Paul likens the Christian life as stepping from a place of overwhelming darkness into incredible light.  By faith believing that Jesus is the only answer for our sin and that He is the only way to know God.  And when we enter into that, God putting His Spirit inside us. 


The Spirit of Christ in us a - ‘scattered, alien, displaced people’ – who He calls immensely loved, immensely valued.  No doubt God could have designed better, more glorious, more attractive containers than us.  But He DIDN’T.  Instead, we by God’s plan and by God’s design are the ones He intended for His Spirit to dwell.   

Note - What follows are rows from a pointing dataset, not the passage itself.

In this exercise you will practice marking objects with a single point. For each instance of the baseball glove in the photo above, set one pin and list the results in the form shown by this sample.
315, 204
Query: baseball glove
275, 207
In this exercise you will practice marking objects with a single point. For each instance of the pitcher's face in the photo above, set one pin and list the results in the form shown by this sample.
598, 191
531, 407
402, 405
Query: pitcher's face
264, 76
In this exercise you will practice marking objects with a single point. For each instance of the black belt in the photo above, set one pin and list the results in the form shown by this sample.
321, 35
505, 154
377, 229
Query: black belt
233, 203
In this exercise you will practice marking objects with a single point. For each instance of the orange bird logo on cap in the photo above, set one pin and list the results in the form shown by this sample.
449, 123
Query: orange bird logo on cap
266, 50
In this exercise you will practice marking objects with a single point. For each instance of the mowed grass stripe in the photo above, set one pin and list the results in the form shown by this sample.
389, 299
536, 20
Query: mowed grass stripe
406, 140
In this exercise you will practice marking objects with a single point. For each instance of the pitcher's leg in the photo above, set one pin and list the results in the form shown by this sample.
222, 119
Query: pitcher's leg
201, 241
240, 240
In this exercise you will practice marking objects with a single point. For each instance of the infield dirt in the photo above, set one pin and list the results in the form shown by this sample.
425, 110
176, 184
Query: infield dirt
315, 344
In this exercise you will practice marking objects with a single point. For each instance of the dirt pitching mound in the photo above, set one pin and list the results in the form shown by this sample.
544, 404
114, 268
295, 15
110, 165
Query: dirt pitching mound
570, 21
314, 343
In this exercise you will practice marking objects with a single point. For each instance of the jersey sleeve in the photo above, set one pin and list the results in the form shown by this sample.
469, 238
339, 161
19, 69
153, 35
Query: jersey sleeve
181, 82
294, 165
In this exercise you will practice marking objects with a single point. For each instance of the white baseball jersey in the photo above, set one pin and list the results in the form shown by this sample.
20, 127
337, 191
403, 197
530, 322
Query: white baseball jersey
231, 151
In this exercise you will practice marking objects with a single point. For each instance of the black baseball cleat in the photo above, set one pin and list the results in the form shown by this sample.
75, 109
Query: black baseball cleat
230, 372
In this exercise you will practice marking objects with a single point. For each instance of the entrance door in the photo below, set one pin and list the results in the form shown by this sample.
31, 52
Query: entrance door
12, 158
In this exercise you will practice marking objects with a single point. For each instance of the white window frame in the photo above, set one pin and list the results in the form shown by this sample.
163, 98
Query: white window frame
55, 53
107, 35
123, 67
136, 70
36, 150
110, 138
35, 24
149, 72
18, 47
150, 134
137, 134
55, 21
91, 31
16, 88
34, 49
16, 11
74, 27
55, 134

That means, God calls us to truly know who WE ARE – chosen, royal, immensely valued; and to know WHAT WE HAVE – the very glory of God in us, so you: 


Living as representatives of the King in the opportunities given us.  During times that oppress. During times that confuse. During times that oppose. During times that tempt with a different morality.  Standing firm in who we are and what we possess and living as we’ve been called to live. Not Jesus and the sin we hold onto.  Not a worship song on Sunday after compromised morality on Saturday night.  Not a relationship held onto, that God calls sin.  But choosing Who it is we live for and living in light of that.

Choosing to live as God calls us to live will not always be easy.  There’ll be times we’ll be called upon to stand against the tide, when the pressure to go along with what others believe and how others act, will be intense. And some of that pressure won’t just come from outside the church, it will come from within. Times when you will need to decide and declare for Whom it is you live.  

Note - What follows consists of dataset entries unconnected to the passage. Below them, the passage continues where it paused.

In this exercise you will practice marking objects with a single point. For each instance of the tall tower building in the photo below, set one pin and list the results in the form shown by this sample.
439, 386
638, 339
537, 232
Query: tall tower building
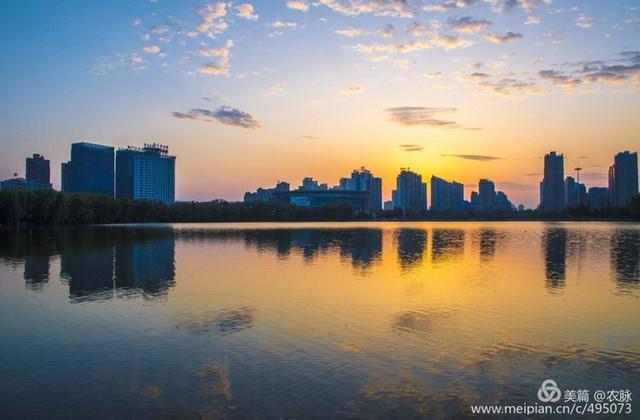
623, 179
90, 170
411, 192
146, 173
38, 170
487, 195
363, 180
553, 194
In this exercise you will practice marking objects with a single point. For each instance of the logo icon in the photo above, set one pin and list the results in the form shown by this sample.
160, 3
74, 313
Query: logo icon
549, 391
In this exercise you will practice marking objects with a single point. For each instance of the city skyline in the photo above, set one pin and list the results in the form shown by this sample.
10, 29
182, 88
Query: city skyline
247, 93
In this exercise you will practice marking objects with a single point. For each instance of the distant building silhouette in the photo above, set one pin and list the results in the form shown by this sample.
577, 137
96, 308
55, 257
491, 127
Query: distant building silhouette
146, 173
553, 190
266, 194
487, 195
38, 170
310, 184
598, 198
410, 194
37, 176
623, 179
446, 196
363, 180
90, 170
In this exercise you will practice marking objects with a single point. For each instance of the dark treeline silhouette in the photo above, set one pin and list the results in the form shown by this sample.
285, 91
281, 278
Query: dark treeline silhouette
52, 208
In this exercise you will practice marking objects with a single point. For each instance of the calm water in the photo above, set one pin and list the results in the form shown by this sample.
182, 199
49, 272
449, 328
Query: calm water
313, 320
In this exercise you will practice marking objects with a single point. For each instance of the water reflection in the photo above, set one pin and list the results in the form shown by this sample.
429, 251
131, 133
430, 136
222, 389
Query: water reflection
36, 272
97, 262
488, 242
412, 244
554, 244
625, 256
447, 244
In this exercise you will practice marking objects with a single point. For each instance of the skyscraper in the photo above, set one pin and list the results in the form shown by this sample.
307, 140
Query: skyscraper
38, 170
146, 173
623, 179
89, 171
363, 180
487, 195
446, 196
440, 194
553, 194
411, 193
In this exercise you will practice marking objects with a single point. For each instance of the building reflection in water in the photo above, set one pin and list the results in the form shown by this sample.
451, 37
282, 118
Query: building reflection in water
447, 244
488, 243
362, 246
36, 272
625, 257
411, 244
555, 255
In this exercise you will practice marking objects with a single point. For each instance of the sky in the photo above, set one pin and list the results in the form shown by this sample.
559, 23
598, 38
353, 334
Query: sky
249, 93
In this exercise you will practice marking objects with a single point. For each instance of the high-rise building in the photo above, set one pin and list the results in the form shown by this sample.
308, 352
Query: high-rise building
90, 170
38, 170
440, 194
623, 179
146, 173
457, 196
310, 184
598, 198
446, 196
363, 180
553, 191
410, 193
266, 194
487, 195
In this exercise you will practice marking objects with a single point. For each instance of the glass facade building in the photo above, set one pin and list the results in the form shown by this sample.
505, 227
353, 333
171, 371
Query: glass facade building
146, 173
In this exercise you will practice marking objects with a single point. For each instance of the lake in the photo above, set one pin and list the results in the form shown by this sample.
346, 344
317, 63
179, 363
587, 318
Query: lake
313, 320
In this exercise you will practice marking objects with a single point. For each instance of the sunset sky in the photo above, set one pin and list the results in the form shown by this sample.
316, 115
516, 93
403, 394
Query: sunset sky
248, 93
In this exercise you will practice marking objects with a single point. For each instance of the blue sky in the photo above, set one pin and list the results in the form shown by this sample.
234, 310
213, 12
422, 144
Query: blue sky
246, 93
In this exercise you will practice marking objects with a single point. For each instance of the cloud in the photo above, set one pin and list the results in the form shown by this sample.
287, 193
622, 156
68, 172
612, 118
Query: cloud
623, 69
558, 78
450, 42
501, 39
352, 90
421, 116
274, 91
388, 31
212, 23
299, 5
583, 21
223, 114
450, 4
480, 158
532, 20
350, 33
469, 25
433, 75
411, 147
221, 65
281, 24
152, 49
508, 5
245, 11
391, 8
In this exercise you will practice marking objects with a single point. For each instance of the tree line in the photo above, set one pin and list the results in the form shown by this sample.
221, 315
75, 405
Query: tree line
53, 208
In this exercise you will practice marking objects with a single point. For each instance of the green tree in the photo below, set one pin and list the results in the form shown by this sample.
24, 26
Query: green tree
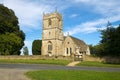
36, 47
25, 50
111, 41
11, 37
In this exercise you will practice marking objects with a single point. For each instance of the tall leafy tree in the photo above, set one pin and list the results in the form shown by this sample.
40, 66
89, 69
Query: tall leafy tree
36, 47
11, 37
110, 41
25, 50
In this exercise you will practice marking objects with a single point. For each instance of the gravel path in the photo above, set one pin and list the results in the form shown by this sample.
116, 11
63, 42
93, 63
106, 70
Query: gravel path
12, 74
73, 63
16, 71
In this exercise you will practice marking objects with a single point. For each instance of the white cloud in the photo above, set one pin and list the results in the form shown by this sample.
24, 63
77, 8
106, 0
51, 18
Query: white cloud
73, 15
28, 13
92, 26
109, 9
104, 7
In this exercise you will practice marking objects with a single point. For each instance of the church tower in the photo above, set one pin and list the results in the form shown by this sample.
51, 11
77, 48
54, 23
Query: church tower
52, 34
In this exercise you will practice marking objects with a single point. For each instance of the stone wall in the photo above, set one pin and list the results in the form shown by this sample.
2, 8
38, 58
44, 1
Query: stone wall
103, 59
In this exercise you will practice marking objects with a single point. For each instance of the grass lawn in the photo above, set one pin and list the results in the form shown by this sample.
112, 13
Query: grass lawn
35, 61
98, 64
72, 75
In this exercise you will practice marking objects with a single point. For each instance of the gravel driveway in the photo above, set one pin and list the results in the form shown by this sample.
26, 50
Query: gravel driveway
16, 71
12, 74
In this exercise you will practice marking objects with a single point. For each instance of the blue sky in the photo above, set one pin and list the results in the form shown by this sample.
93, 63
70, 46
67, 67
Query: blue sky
81, 18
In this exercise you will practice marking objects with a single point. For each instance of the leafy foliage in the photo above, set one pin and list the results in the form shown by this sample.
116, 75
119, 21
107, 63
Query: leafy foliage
25, 50
11, 37
109, 44
36, 47
111, 41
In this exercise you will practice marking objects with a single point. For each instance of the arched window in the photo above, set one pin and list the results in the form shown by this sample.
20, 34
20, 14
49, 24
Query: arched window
49, 22
70, 50
67, 50
49, 46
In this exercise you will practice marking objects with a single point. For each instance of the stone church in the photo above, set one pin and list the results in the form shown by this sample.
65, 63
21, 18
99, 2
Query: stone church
54, 43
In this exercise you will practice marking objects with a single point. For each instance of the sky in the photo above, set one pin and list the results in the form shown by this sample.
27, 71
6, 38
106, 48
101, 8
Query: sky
81, 18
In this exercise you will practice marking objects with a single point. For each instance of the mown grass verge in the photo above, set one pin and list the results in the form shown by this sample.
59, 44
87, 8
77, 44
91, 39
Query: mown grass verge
36, 61
98, 64
72, 75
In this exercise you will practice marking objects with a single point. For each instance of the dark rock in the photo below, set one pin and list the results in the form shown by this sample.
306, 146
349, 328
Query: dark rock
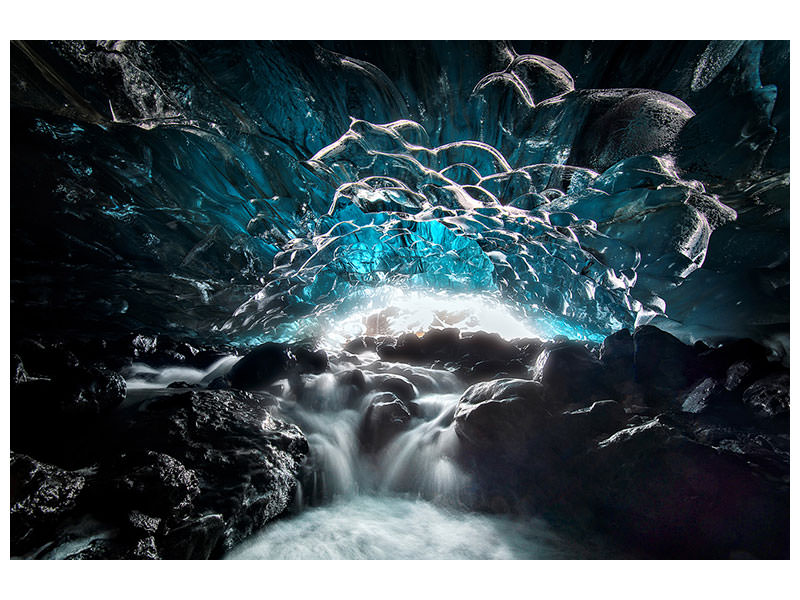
616, 354
663, 364
153, 482
604, 416
386, 417
570, 374
480, 345
439, 343
675, 498
203, 359
502, 417
144, 549
407, 348
102, 549
195, 539
182, 385
310, 361
18, 373
142, 524
42, 497
493, 369
219, 383
698, 399
769, 397
353, 378
361, 344
399, 386
245, 461
80, 391
260, 367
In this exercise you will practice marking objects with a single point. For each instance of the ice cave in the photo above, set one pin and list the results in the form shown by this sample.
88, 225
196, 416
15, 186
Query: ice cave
378, 300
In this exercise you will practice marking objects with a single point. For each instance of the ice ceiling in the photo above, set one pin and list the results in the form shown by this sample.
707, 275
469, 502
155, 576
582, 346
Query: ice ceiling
254, 191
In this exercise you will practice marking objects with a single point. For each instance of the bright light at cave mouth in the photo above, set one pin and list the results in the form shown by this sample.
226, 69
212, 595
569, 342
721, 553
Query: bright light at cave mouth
393, 311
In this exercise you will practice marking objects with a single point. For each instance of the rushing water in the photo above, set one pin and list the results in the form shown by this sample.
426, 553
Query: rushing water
401, 499
385, 527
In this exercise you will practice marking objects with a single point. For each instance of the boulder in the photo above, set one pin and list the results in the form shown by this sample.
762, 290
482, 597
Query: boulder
769, 397
261, 366
42, 497
571, 375
663, 365
246, 463
152, 483
672, 497
502, 417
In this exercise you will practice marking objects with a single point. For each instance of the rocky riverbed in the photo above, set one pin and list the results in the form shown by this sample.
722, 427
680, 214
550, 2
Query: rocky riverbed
662, 449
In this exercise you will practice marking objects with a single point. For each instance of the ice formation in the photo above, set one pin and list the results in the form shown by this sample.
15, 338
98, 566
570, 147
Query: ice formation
269, 191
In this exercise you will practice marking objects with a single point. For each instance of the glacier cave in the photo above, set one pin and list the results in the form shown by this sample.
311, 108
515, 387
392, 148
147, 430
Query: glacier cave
400, 299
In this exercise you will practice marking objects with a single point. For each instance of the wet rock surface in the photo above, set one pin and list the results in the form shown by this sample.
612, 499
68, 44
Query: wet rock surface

James Garland, president of Hiram College, before becoming President of the US tells of a father who came asking about the curriculum his son needed to take. Garland began outlining the courses only to be interrupted, “Mr. Garland, that is far too much for the degree he would get.  Couldn’t you make it easier?”

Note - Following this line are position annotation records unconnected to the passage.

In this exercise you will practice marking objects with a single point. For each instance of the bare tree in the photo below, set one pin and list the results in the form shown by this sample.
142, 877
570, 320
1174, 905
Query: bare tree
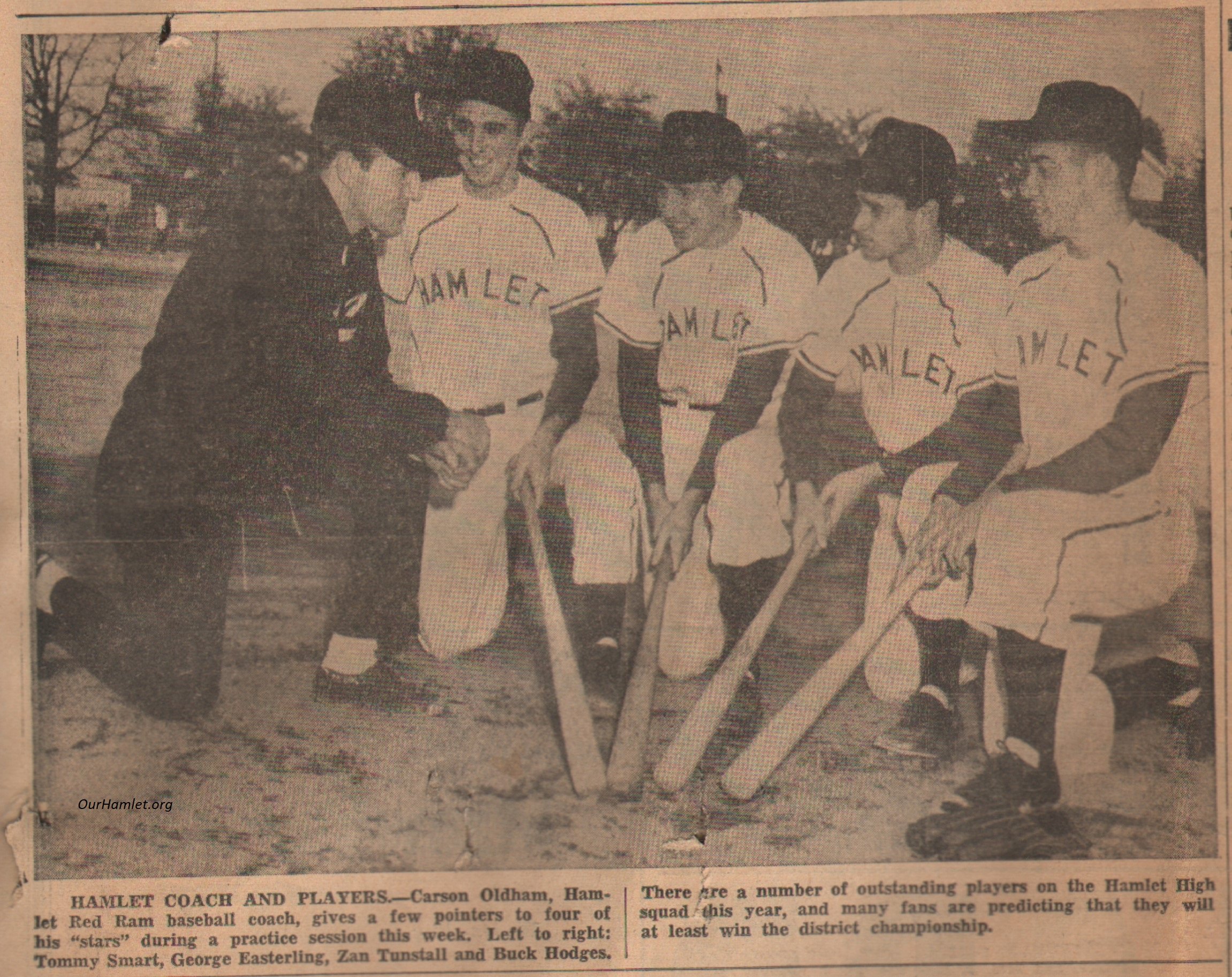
79, 93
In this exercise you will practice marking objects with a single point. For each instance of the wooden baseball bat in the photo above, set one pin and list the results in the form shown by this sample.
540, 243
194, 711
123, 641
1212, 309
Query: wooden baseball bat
687, 748
634, 727
577, 727
780, 736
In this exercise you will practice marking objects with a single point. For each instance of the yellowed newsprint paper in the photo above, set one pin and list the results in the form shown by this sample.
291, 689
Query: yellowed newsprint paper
566, 488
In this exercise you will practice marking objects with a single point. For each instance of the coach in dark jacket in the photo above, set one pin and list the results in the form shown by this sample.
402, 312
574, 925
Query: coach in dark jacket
265, 381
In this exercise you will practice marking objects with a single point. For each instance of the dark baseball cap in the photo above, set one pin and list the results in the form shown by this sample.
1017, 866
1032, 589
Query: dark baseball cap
1083, 112
908, 161
365, 111
699, 146
490, 75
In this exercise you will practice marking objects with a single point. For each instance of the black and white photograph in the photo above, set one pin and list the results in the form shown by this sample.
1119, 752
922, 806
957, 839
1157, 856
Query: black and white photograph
621, 444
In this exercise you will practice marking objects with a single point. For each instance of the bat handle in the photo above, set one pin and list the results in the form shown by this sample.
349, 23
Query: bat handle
687, 748
633, 730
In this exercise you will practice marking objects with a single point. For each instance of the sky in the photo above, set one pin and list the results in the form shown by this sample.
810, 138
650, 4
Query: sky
947, 72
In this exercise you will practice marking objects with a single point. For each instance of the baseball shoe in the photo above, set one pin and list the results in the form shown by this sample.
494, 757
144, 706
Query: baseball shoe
386, 685
1008, 780
925, 729
997, 832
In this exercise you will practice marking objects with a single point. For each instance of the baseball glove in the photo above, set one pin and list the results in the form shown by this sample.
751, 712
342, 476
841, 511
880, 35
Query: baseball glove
996, 833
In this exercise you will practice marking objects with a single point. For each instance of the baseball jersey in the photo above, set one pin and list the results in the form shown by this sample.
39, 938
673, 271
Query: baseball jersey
917, 343
472, 286
1082, 333
706, 307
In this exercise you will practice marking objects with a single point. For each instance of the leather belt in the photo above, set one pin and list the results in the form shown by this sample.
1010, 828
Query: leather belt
500, 407
672, 402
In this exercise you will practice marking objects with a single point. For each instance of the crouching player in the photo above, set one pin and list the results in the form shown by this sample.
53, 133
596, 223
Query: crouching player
895, 376
1107, 339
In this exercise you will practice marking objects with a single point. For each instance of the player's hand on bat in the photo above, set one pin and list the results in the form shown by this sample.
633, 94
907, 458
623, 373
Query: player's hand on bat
456, 459
823, 510
809, 523
938, 545
672, 525
531, 466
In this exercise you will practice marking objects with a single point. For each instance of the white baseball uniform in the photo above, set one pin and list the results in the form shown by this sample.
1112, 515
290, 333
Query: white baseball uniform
474, 285
1081, 334
1053, 563
703, 310
913, 344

To which Garland responded, “Yes, I suppose I could but then I’m reminded, that when God wants to build a strong oak tree, He takes a 100 years.  But He only takes 3 months to make a squash.  Which do you want your son to be?    

For some of you, this is a high tide morning.  God’s, ob portu – into port invitation and your opportunity to understand and embrace His appointment with you by the foreknowledge of God.  That despite the road on which you are now walking and the difficulties now faced; you are CHOSEN; you are ROYAL – designed for His Kingdom; you are a PRIEST with an every moment invitation to be with Him and you are BLOOD MARKED – highly valued and deeply loved. 

Knowing that, will you keep believing voices of ‘less than’?  Keep believing lies of not loved, not worthy, not valued.  Will you keep hanging on to your rights, your way - OR will you hear His voice and bow, stepping into, ‘Who He has called you to be and how He has called you to live’.         

Ob portu?  Don’t miss what God is bringing you this morning.